Singapore authorities raided a number of brokerages in a probe of possible breaches of the securities law, while the stock exchange reported several cases related to alleged insider trading and market manipulation as the city-state sought to protect its reputation as a financial center.
The Monetary Authority of Singapore (MAS) and the Commercial Affairs Department (CAD) are investigating possible contraventions of the Securities and Futures Act and have obtained documents and items from several broking firms and trading representatives, the MAS said yesterday.
Singapore has worked to restore confidence in the stock market after a penny-stock rout in 2013 that prompted the city-state’s largest securities-fraud probe, with Singapore Exchange Ltd (SGX) chief executive officer Loh Boon Chye (羅文才) making it his top priority.
In that case, three companies suffered an unexplained free-fall that wiped out S$8 billion (US$5.9 billion) during three trading days in October 2013, after the stocks had surged by as much as 1,000 percent over the preceding nine months.
Investigations are ongoing, the country’s central bank and market regulator said in a statement on the latest probe, without providing further details.
In a separate statement, the SGX said: “In the January-to-March quarter, we referred nine cases to MAS of which three were related to insider trading and six to market manipulation.”
The MAS declined to say if the raids were linked to the SGX cases referred to it in the first quarter.

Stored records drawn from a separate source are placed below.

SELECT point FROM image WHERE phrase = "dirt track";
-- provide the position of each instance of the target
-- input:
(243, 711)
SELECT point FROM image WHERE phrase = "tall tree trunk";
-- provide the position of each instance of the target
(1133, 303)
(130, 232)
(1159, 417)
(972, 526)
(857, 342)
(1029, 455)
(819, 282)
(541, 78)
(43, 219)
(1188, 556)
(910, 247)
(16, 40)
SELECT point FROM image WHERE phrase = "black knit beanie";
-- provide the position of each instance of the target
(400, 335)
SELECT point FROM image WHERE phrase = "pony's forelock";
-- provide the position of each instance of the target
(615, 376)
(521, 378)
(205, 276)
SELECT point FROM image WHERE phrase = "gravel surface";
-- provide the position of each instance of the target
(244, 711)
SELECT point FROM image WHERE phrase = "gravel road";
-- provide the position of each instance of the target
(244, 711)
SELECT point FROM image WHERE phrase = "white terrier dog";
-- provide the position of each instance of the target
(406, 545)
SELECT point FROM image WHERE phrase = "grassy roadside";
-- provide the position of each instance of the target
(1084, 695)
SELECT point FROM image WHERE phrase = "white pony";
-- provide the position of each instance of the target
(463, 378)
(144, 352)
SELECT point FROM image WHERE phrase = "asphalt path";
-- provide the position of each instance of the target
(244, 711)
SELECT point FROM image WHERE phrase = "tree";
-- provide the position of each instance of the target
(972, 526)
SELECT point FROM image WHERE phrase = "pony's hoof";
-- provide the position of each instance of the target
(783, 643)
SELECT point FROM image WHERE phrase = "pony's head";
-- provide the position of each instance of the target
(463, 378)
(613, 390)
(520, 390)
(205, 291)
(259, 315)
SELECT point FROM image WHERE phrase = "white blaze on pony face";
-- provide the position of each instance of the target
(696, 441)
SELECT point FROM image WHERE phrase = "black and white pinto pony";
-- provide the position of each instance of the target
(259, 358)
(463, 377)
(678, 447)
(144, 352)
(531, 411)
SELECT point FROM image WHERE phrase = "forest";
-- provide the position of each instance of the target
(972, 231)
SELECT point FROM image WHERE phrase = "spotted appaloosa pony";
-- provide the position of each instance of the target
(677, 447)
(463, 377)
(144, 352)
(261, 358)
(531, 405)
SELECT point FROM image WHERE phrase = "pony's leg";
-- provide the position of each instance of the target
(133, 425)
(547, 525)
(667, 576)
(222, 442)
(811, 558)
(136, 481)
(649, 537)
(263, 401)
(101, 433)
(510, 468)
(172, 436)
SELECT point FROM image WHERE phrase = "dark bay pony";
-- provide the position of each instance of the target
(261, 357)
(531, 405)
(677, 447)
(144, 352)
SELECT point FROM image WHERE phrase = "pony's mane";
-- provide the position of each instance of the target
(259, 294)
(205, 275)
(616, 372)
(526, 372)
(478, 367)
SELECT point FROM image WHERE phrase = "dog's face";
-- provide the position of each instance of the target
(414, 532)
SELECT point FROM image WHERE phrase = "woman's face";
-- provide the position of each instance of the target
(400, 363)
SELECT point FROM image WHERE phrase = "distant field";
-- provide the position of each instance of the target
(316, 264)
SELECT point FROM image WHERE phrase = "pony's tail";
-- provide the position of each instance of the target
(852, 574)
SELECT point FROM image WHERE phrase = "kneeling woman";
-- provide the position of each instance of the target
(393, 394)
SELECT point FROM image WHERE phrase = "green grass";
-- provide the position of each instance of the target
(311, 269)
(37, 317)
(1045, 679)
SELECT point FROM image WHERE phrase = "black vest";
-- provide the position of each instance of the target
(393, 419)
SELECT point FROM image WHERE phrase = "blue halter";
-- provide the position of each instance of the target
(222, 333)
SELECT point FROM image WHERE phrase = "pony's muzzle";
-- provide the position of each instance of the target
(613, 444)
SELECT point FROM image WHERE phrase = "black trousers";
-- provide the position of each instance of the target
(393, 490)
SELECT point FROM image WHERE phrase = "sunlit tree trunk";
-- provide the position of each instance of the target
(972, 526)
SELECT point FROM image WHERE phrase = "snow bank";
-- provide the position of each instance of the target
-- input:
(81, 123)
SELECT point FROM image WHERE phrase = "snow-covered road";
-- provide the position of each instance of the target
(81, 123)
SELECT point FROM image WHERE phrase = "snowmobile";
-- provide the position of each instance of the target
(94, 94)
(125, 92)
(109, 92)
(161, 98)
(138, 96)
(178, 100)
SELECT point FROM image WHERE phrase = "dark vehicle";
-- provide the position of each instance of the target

“As a matter of policy, MAS does not comment on its supervisory dealings with specific financial institutions,” the central bank said in an e-mailed response to questions.
DBS Vickers Securities Singapore, Maybank Kim Eng Holdings, OCBC Securities and Phillip Securities were among at least four brokerages raided by the MAS and the CAD earlier in the week, the Singapore newspaper Business Times reported yesterday, citing unidentified market sources.
The newspaper said people were taken in for questioning, who were believed to be remisiers, referring to securities trading representatives who are usually paid on a commission basis.
The authorities also took the mobile phone and laptop of a remisier at OCBC Securities, according to a person with direct knowledge of the matter.
No employee was affected and the company’s properties were not confiscated as part of the investigation, the person said, asking not to be identified because of the ongoing investigation.
The exact nature of the investigation is not known, the newspaper said.
SGX shares fell 0.6 percent to S$7.75 as of 3:26pm local time, extending Thursday’s 3.1 percent decline and set for their biggest two-day slump in more than two months.